Saying goodbye to Agile

Scope of “Agile” vs “agile”

  • Many distinguish between:
    • “agile” (lowercase): a loose ethos—short feedback loops, collaboration, adaptability.
    • “Agile”/Scrum/SAFe: formalized processes with rituals, roles, and certifications.
  • Several argue the manifesto is just values; the real problems come from rigid process cargo‑culting labeled as Agile.
  • Others counter that, in practice, “Agile” now means those heavyweight processes, so retreating to the manifesto to deflect criticism is evasive.

Ceremonies, Metrics, and Dysfunction

  • Common complaints: long “standups”, excessive meetings, planning poker, PI planning, ticket bureaucracy, and story‑point theater.
  • Some describe Agile as a metric-production machine for management, or “waterfall done quickly” with sprints.
  • Examples of gaming: doing work a sprint ahead to always “hit” estimates; inflating estimates to appear accurate.
  • A recurring theme: processes imposed top‑down without team autonomy are demotivating and often ineffective.

LLMs, Specs, and “Spec‑Driven Development”

  • Several note AI coding tools are pushing teams back toward clearer, more detailed specs or design docs.
  • One camp claims this “exposes” Agile’s focus on coding speed as misguided and elevates specifications as the true bottleneck.
  • Others respond that:
    • Good specs were always the hard part; that’s why iterative/agile methods exist.
    • Specs are often wrong or incomplete until users see working software, so iteration remains essential—even with LLMs.
  • Hybrid views: richer AI‑assisted specs plus rapid agentic implementation cycles are framed as a new, highly iterative style that is still fundamentally agile.

Ideology, Cult Dynamics, and “You Did It Wrong”

  • Many see a pattern: when Agile fails, defenders say it wasn’t “done right” or “enough,” likening this to religious or political dogma and sunk‑cost thinking.
  • Others argue that most failures clearly violate core agile principles (e.g., no real collaboration, fixed feature roadmaps, no feedback), so “not doing it right” is often literally true.
  • Several broaden this to a general criticism of project‑management “voodoo” and consultant‑driven process industries.

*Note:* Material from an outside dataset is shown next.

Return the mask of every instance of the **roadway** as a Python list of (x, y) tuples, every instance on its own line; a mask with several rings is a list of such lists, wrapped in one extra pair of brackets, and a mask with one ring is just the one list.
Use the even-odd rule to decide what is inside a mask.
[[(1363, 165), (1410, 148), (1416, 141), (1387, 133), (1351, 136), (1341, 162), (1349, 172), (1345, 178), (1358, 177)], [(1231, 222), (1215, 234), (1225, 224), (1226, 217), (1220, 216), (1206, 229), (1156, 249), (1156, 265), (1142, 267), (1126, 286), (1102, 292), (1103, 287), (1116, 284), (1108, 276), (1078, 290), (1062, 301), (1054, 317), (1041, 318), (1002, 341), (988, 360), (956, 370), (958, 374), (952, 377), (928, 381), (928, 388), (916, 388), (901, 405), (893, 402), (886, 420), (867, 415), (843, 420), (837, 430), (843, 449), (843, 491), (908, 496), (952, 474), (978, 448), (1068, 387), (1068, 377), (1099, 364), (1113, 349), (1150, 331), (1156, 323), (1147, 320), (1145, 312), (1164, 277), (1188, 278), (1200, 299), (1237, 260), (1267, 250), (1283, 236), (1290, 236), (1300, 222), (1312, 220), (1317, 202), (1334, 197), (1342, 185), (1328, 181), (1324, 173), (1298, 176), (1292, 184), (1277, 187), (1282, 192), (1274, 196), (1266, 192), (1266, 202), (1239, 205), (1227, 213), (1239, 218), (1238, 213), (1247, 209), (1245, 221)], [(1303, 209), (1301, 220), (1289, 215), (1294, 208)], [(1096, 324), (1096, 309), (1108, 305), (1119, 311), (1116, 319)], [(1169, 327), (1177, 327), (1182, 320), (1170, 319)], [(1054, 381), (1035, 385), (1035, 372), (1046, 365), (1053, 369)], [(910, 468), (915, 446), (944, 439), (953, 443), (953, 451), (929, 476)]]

Context, Scale, and Alternatives

  • Agile is reported to work well for:
    • Small, competent, empowered teams with strong feedback loops.
  • Less success is reported in:
    • Large, management‑heavy organizations, or environments with hard external deadlines and rigid roadmaps.
  • Alternatives and variants mentioned: Kanban‑style flow, “Flight” methodology, documentation‑driven development, and simply evolving team‑specific processes without labels.